I needed to do better. Without much thought, I jumped overboard. I didn’t know how deep it was when I jumped, but I soon found out. While the water sloshed at my waist, I was mired to the middle of my calves in a fetid mix of snail shells, vegetable muck and mangrove leaves.  Neko looked at me as if I was insane or at best, a bit unusual. Maybe I was nuts. Or maybe I was a sentimental fool. But I wanted this chrome creature to survive. He was so cool: big patterned silver scales, gill plates intricately etched like the finest filigree, a broad black tail, the huge dispassionate Megalops eye, an elegant filamentous caudal fin and of course, a ladle for a mouth. I did not want to kill such a magnificent fish.




I took the fish by the lower jaw and spun circles pulling the fish through the water. This forced more water over the tarpon’s gills than we could have done from the boat. It seemed to me our only hope. As I spun, I churned up more and more goo. Repeatedly, I checked for signs of life. All I got was a weak flaring of the gill plates. When released, the fish went belly up. After a half dozen more attempts, the fish finned out of my hands. He made two weak tail thrusts then turned on his back and sunk to the bottom. His white belly shone brightly against the dark bottom.

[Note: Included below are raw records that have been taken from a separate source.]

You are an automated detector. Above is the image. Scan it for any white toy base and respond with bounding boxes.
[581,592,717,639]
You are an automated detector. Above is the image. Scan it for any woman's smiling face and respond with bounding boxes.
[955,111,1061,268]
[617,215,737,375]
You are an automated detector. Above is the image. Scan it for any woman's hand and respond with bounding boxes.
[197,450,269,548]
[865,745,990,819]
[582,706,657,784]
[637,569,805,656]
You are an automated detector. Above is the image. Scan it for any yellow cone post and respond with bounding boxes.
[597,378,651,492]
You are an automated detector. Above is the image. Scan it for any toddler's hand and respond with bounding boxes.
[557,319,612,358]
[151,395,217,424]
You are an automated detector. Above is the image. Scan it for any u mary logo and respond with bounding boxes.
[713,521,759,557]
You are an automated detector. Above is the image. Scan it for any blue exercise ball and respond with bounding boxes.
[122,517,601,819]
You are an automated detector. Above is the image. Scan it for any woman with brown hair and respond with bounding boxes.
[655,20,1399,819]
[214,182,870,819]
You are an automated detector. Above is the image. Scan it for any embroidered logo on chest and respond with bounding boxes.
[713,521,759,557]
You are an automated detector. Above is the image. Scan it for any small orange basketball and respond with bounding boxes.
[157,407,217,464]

Now, I felt a bit crazy. I don’t really know why. These things happen. I had done my best. Move on. But for some inexplicable reason, I found myself diving underwater, still with my sunglasses on, looking for the tarpon in a swirling mix of mud and muck. I surfaced gripping a silver fish jaw. Water streamed off my hat, sunglasses and chin.  I knew I was treading in an area of truly demented behavior. Seaborn and Neko must have been appalled, but the look on Neko’s face betrayed nothing. I smiled at him sheepishly. He smiled back at me and shook his head back and forth as in, “There is no hope.”. It was a kind look. It was not the look of a local who sees fish only as a source of food.






I handed the fish up to Neko and hauled myself up and onto the panga’s gunnel. I swirled my feet in the water to clean the stinking muck off my feet and calves. By the time I had swung my legs aboard, Neko had stored the fish out of sight underneath the front deck. It was now someone’s dinner. Neko briefly touched my shoulder and said, “Gracias”. I think I  knew what he meant.